そこに居たのは20人程の子供達。部屋に入った瞬間私に視線が集まった。ここの子達は好奇心が強いのか、見知らぬ私が入ってきても警戒するどころか、わーわー言って群がってくる始末。
これではさすがに収集つかないので私は気合いを入れて「パン」と両の手を叩き子供達の注目を集めた。
「はい! 注目! こっちにいる子は戦士さん! それでこっちの子は盾さん そして私はマルティナお姉さん!

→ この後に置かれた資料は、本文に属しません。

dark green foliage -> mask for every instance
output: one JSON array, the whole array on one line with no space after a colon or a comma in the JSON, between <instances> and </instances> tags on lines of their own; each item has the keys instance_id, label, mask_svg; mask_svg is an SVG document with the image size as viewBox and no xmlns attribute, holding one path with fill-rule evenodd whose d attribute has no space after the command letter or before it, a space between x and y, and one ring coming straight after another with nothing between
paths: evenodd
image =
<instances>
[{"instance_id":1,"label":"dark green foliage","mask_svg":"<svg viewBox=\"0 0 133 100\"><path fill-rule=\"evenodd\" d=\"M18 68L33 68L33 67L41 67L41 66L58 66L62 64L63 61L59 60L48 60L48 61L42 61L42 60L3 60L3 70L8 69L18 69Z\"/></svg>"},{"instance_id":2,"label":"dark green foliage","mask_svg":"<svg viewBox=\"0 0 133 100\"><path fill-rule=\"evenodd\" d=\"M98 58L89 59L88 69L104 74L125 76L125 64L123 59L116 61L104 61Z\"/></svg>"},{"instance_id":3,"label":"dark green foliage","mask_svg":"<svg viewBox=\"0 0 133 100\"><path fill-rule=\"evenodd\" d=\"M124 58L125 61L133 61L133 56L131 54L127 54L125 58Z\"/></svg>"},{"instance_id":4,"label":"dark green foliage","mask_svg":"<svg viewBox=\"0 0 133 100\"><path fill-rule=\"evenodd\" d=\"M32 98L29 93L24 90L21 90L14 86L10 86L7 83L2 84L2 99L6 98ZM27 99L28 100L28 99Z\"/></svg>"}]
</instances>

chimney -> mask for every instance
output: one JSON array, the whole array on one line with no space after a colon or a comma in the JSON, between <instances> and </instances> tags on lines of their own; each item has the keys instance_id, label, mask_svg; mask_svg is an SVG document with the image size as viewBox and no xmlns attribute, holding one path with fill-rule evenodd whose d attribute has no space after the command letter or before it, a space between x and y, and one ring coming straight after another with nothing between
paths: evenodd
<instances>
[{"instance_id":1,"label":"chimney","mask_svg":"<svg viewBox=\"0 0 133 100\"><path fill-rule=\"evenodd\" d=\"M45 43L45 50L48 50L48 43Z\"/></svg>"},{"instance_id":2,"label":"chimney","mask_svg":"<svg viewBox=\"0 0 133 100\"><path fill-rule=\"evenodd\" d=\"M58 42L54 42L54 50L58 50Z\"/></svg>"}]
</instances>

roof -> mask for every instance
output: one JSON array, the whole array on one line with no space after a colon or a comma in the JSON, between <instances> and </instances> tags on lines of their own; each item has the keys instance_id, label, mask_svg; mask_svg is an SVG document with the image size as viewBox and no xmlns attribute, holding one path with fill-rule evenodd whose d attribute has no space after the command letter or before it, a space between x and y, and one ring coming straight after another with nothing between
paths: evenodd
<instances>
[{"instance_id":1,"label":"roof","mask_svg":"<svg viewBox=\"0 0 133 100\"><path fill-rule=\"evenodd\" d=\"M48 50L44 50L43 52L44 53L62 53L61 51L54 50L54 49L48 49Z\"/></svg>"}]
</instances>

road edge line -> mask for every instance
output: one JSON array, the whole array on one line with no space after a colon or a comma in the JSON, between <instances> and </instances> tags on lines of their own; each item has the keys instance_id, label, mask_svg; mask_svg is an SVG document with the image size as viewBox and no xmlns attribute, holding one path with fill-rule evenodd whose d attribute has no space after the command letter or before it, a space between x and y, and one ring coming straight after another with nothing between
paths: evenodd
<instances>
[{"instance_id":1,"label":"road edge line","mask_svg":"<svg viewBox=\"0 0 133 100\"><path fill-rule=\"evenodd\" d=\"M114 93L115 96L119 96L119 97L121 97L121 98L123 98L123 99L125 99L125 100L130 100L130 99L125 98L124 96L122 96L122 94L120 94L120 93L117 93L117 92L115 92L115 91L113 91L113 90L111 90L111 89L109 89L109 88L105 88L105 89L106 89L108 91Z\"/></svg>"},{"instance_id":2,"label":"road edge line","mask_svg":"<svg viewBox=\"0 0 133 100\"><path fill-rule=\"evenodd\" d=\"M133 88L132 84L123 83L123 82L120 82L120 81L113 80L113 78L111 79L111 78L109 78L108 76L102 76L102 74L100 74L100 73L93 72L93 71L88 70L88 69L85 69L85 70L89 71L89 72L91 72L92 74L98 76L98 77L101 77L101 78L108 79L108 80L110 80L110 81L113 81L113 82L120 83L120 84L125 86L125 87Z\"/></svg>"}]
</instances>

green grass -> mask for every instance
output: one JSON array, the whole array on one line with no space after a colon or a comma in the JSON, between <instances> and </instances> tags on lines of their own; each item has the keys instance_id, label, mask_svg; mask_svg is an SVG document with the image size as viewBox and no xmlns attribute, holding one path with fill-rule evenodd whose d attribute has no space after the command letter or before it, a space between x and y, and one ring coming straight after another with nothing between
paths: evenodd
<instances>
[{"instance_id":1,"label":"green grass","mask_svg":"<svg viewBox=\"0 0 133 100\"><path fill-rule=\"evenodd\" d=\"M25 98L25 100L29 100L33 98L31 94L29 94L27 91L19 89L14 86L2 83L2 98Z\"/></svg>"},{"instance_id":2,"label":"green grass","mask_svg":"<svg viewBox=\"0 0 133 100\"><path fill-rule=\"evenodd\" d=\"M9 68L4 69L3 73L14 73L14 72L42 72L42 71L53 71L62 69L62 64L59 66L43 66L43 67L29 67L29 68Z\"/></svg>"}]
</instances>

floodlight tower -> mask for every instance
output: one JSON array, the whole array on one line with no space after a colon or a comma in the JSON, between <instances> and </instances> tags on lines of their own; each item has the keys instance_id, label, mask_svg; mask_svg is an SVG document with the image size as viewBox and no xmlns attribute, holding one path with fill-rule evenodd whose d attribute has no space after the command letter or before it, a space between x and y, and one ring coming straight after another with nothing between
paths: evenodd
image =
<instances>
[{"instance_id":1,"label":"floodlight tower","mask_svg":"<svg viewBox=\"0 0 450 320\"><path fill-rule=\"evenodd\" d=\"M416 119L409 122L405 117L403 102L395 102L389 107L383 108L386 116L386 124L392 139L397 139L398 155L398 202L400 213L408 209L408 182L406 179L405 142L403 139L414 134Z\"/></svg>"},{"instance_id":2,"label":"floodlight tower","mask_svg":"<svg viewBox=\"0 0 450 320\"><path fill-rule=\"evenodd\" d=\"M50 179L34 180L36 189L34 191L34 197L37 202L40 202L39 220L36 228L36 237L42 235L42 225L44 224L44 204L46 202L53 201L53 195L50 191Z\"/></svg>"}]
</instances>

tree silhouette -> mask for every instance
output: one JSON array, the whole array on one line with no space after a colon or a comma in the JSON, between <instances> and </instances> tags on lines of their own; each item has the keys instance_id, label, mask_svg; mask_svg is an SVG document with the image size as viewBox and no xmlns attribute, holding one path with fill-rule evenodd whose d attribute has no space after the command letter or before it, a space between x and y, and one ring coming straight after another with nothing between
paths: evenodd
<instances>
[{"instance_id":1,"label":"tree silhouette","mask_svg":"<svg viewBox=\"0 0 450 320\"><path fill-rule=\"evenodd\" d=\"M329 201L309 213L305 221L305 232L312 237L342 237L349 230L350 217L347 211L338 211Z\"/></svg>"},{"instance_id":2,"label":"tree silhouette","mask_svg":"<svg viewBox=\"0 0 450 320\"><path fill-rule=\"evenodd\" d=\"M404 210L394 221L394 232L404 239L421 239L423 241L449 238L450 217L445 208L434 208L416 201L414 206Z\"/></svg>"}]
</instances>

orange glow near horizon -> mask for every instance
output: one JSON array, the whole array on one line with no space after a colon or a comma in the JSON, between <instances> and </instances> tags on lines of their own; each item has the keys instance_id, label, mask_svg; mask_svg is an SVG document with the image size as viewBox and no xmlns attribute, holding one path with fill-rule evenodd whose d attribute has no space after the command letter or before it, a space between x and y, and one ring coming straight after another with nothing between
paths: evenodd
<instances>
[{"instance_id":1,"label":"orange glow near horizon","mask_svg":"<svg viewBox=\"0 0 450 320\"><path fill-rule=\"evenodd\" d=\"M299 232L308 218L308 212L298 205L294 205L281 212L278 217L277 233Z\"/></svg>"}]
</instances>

これから皆と一緒に遊んだりお勉強したりお食事したり 共に楽しい時間を過ごしていきましょう!
それじゃぁ皆で元気よくっ!
────よろしくお願いしますっ!」
「「「「よろしくおねがいしますっ」」」」
根が素直なのかノリが良いのか、子供達も元気一杯に返事を返してくれた。たぶんここは良い環境なんだろう。私はこの雰囲気を壊さずに勤められるのだろうか・・・不安になってきた。
子供の面倒を見るってなんだろう・・・
ただ世話をするってだけじゃないダメなんだと思う。隔てなく可愛がって、いけない事をしたら注意して何でダメなのかを教えてあげる。決して雑に扱ってはダメだ。それは子供に伝わる。
ひたすら根気よく。
確かに大変だけど子供は可愛いものが好きなのか、“戦士さん”と“盾さん”に興味が集中していた。私だけだったらどうなってたか。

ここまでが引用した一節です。